Carl’s was a cavernous joint crowded with men and a handful of women. Almost everyone wore jeans, heavy boots, and caps and jackets bearing the names of fish plants and crane operato
rs. Roger went to order a beer and was instantly corralled by a drunken man who began shouting in his ear. The only word I caught was “halibut.”
Leaning against the bar, I chatted with a black man named Luther. He worked the sanitation crew at a cannery, hosing fish guts twelve hours a day, seven days a week, for a $550 paycheck plus room and board at a drafty company bunkhouse. The way Luther described it, the “slime line” at fish plants drew workers from the dire side of the global economy: Vietnamese and Somali refugees, Mexican grape-pickers, busted gamblers, men on the run from the law and their families in the Lower Forty-eight.

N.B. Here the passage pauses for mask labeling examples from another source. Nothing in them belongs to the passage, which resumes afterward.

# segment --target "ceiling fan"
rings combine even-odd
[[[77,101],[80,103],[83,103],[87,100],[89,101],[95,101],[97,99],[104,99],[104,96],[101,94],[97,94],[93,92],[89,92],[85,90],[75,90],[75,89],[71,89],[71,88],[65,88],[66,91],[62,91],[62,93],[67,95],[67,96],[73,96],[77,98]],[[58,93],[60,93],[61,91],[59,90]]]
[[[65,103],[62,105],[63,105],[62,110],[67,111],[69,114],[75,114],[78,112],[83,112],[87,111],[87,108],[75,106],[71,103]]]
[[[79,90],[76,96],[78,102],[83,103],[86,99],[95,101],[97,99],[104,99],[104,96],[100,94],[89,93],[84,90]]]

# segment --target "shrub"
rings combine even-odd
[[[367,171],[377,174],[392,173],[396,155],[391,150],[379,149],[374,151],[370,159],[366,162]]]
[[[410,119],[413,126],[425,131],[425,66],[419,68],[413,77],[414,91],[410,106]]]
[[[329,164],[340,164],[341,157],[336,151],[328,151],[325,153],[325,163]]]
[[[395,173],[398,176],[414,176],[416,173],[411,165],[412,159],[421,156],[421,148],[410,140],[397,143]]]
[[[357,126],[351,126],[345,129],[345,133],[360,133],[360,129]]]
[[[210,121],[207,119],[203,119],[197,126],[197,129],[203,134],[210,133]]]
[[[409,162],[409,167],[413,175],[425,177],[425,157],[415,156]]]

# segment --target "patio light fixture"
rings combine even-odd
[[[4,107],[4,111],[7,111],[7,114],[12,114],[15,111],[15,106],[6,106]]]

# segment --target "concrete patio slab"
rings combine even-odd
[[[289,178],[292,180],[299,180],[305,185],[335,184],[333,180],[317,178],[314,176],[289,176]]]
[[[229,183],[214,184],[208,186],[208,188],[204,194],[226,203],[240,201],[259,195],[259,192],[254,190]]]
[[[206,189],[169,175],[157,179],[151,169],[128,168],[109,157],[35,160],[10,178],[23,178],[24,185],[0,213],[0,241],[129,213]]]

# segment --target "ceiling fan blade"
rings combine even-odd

Luther’s background was different. He’d been born in New York and was six when his father announced that the family was moving to Alaska. “I asked my mom, ‘Are we going to live in an igloo and eat fish?’” He laughed. “I wasn’t far off.”
Luther had tried fishing, on offshore trawlers that were little more than seaborne sweatshops. “Slave ships, what we call them,” he said. The constant, repetitive labor of cutting and gutting fish caused a painful affliction known as “claw.” Men’s hands cramped so tight they couldn’t uncurl them. On his first day out, Luther noticed baseball bats in the bridge and remembered thinking, “That’s cool. We’ll have a ball game on some island.” Then he learned that the bats were for beating ice off the windshield and deck. His first season out, fourteen boats sank, and the seas were so rough that they broke the windows on his boat. A few months before my own visit, a fishing boat left Dutch Harbor and sank with all fifteen hands aboard, the worst single accident on an American fishing vessel in fifty years.
When Luther headed for the bathroom, I freed Roger from a fish filleter at the bar who’d been lecturing him about pollock. As we stepped outside, Roger told me that most of the pollock became surimi, the processed meal used to make fake crab, fishcakes, and fast-food products. He’d also learned that a Samoan drinking at Carl’s had recently beaten someone to death with a bar stool. “He was probably sick of hearing about fish,” Roger said. “I’ve never so not enjoyed drinking. This town will get me off the piss, like that Coke-sipping mechanic we met.”